Next-generation thin-film photovoltaic devices are drawing significant attention as off-grid power sources for next-generation wearable electronics, such as biosensors, electronic skins, and displays. Among them, organic photovoltaics (OPVs)-based flexible photovoltaic platforms can be seamlessly integrated to any devices while supplying efficient light harvesting owing to their unique features of high power-per-weight output and their excellent mechanical robustness. Indeed, in the last few decades, significant advancements have been achieved in OPVs, which exhibit power conversion efficiencies (PCEs) of up to 18% for single-junction cells via optimization of photovoltaic donor/acceptor (D/A) materials (especially developing non-fullerene (NF) acceptors), device architectures, and D/A blend morphologies.
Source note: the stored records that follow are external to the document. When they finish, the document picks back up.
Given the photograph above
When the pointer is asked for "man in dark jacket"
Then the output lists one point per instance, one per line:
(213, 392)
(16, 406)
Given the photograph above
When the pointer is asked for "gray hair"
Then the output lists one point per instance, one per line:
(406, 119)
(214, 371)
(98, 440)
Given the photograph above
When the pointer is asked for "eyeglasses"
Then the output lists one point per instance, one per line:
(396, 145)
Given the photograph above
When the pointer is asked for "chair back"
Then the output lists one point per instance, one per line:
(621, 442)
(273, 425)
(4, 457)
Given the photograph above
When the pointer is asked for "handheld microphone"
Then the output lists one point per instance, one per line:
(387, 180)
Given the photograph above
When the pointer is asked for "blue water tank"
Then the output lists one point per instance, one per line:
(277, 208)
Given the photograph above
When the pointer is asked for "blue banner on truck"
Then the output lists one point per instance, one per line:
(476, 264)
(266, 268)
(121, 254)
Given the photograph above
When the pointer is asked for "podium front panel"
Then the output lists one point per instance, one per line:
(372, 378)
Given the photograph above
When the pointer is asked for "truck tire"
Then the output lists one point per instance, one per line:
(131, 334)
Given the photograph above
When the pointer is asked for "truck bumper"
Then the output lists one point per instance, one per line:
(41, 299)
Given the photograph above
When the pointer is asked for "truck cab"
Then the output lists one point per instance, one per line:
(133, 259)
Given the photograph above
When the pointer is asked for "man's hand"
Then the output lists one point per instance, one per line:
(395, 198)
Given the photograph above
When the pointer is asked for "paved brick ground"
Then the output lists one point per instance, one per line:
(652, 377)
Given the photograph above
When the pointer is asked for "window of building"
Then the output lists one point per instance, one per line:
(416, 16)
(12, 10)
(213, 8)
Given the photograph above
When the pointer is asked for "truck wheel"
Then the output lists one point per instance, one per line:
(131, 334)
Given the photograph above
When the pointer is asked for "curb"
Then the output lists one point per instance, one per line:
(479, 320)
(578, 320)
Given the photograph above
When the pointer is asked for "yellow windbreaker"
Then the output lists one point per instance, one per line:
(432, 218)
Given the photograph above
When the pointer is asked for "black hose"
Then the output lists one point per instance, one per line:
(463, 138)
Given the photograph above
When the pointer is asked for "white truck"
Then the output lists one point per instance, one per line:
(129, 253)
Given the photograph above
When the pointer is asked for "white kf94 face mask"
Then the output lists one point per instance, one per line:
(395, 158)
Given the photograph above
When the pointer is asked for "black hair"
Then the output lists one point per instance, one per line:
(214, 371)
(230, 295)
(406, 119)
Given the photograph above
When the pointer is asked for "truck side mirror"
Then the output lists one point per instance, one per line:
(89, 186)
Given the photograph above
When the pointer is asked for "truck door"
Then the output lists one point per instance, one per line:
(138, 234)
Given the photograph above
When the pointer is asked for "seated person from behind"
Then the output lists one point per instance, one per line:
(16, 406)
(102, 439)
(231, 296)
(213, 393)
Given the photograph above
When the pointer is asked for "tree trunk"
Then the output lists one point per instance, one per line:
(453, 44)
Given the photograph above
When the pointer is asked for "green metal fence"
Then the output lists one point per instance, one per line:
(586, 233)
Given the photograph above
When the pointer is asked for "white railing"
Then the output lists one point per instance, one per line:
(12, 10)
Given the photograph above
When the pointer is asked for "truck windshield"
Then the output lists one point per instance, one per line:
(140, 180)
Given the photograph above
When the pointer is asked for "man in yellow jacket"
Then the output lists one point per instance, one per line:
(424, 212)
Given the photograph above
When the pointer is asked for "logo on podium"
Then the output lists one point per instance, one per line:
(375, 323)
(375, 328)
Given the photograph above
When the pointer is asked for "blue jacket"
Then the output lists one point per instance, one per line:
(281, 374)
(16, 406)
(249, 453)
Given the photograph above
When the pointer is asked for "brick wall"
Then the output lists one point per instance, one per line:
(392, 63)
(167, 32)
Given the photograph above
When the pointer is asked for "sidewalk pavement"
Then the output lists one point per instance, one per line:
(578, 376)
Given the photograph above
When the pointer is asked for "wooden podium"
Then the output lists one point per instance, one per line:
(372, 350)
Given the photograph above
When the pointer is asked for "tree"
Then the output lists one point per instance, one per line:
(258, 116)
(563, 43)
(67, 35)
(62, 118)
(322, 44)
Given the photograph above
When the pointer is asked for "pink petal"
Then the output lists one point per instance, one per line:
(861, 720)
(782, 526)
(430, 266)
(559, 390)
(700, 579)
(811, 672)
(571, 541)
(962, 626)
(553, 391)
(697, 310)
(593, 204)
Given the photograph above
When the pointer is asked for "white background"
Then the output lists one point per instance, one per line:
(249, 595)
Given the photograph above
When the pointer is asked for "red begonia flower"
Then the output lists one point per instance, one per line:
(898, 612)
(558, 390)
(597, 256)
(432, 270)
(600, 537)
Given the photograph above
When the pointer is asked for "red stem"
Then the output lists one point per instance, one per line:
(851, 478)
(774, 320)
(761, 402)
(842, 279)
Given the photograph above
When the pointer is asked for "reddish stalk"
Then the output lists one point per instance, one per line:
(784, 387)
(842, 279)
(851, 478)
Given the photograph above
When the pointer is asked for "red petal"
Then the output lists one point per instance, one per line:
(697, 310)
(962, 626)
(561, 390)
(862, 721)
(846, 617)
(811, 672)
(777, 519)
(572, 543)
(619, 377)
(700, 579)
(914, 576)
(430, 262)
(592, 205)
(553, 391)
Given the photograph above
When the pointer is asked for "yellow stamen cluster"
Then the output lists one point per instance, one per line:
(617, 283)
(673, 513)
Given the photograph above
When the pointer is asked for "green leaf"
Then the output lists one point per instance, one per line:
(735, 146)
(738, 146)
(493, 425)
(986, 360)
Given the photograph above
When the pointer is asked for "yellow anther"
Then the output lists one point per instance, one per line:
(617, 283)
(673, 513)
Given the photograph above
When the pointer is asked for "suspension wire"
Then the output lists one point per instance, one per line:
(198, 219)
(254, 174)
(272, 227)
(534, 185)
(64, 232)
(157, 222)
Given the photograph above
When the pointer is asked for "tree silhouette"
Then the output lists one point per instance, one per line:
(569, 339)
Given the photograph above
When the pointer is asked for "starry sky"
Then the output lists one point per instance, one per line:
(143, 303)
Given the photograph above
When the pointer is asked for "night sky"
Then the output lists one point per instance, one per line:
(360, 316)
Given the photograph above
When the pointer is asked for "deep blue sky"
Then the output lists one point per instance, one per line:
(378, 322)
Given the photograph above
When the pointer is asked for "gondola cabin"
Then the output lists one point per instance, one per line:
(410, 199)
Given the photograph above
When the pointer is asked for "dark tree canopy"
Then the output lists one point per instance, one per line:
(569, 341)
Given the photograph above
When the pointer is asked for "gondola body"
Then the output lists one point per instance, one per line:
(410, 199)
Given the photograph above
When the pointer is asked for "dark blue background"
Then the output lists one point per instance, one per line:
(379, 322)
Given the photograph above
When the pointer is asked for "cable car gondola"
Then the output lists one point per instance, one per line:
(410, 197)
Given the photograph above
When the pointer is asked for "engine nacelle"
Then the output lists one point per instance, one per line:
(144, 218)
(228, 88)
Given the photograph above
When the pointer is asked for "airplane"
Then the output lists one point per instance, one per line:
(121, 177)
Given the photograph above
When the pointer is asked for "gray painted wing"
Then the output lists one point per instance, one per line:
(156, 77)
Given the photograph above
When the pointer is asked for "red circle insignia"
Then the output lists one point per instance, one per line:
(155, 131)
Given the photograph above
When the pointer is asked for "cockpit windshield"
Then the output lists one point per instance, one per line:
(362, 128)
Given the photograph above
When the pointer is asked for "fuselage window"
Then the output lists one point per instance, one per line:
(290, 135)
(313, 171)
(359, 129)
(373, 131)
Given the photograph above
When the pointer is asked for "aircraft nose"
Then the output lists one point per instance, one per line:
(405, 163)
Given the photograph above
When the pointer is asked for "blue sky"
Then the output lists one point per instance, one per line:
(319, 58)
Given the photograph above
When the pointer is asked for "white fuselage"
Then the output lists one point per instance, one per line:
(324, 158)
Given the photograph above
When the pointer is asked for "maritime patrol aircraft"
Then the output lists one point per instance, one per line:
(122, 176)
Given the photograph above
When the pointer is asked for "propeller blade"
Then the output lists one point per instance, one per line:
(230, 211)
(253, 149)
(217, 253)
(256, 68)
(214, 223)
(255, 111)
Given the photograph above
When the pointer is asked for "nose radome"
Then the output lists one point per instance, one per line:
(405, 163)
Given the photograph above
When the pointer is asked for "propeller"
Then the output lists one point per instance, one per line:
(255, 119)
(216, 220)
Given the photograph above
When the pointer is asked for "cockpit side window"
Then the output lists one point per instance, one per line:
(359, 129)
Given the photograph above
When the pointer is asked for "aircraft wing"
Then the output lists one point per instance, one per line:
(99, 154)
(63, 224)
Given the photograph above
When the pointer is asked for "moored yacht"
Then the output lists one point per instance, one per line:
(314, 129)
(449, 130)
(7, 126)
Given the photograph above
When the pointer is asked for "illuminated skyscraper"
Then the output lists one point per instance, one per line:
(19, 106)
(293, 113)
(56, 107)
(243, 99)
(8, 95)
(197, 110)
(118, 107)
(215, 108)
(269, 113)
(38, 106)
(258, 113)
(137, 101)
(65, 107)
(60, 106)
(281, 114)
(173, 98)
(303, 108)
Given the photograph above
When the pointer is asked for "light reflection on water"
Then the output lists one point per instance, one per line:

As a result, we are witnessing advances in flexible and even stretchable organic solar cells as energy sources for state-of-the-art devices.
Despite the surprising progress in OPVs, achieving such high efficiency and reasonable mechanical robustness simultaneously for wearable devices is still considered a grand challenge. Challenges to overcome include material designs, fabrication processes, novel device structures, and performance characterization under diverse harsh circumstances.
This symposium welcomes a collection of abstracts that highlight these major challenges in the state-of-the-art novel organic material designs, device structures for enhancing mechanical stability, and fabrication processes on plastic substrates. The symposium will be open to various researchers focusing on materials and devices for flexible and wearable electronics and their applications, including biosensors, e-skins, and system-level integrations.